DIGITAL LIBRARY
LEARNERSOURCING IN HUMANITIES AND SOCIAL SCIENCES
University of Zagreb, Faculty of Humanities and Social Sciences (CROATIA)
About this paper:
Appears in: ICERI2021 Proceedings
Publication year: 2021
Pages: 861-866
ISBN: 978-84-09-34549-6
ISSN: 2340-1095
doi: 10.21125/iceri.2021.0265
Conference name: 14th annual International Conference of Education, Research and Innovation
Dates: 8-9 November, 2021
Location: Online Conference
Abstract:
One of the major challenges associated with the development of high-quality language datasets and annotations for natural language processing tasks (such as machine translation, sentiment analysis, text generation or text classification) in less-resourced languages (for which few computational data resources exist) is a large amount of financial and human resources needed to develop and maintain language datasets. Therefore, in this paper, we explore how learnersourcing, as a form of crowdsourcing where student-learners represent a crowd that engages in a meaningful learning experience, can be applied to support the development of datasets for sentiment analysis tapping the knowledge of students as annotators-in-training.

Learnersourcing has recently been used to transcribe speech for online lecture videos, to label sub-goals in instructional videos, to provide explanations for programming misconceptions, to create complex, peer and self-assessment in massive online classes, for generating design feedback on instructional videos and for recommendations for remediation in online classes. The examples from previous studies are limited mainly to courses in the context of a specific academic field.

In this paper, we present the results of learnersourcing in a multidisciplinary setting, where Linguistic students (Humanities) and students of Information Sciences (Social Sciences) engaged in a sentiment annotation task. We also present the student evaluations of a given task, the platform and their motivation.
Learnersourcing aims to transform students from passive learners to active knowledge seekers and producers who engage with various learning tasks that boost their higher-order thinking skills (HOTS). The task described in this paper was connected to learning goals of three academic courses (Language Engineering, Translator and the Computer and Corpus Linguistics), where students had an opportunity to identify the features that distinguish natural language processing systems from other intelligent systems, compare different machine translation systems and simultaneously reflect on semantic issues in machine translation while engaging with the sentiment annotations. A total of 62 students between the age of 22 to 24 were presented with movie reviews from the adventure genre in Croatian. These movie reviews were collected from the web portal recenzijefilmova.com. The task involved marking each sentence (~5000 sentences for each student) with five categories of coarse sentiment (namely Positive, Negative, Neutral, Mixed and Other). The annotation campaign was carried out on an annotation platform called Inception, and each student spent an average of four hours on the task. The students also participated in a machine translation (MT) evaluation task consisting of a comprehension test and rating of MT output, as well in an exercise involving error quantification and classification in sample texts written in several languages and translated by machine into Croatian.
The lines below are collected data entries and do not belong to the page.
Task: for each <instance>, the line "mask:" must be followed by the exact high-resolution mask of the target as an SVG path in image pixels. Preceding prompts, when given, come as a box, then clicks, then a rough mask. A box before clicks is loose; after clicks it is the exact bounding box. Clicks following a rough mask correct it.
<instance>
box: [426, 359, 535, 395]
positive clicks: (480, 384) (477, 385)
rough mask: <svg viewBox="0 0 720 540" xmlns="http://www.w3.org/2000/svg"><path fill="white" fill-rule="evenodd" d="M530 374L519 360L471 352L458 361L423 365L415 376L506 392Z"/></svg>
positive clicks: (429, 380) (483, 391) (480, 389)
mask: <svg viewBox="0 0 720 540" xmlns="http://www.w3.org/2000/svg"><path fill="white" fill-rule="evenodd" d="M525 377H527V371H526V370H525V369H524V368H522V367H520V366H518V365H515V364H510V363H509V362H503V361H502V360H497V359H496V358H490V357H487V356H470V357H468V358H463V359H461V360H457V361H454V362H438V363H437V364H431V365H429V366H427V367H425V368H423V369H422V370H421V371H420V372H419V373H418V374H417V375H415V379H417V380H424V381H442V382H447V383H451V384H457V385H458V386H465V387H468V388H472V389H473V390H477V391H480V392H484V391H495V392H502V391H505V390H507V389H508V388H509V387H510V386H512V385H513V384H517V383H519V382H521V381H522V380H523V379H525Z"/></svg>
Results indicate that the recruitment of students as annotators-in-training for the development of language datasets in a less-resourced language benefits the students who provide evidence about their learning outcomes achievement by engaging in the development of the dataset and reflection. It also benefits the whole machine learning community that gains open-source datasets for training and validation of language models.
Keywords:
Learnersourcing, language datasets, natural language processing, machine translation, sentiment analysis, higher-order thinking skills.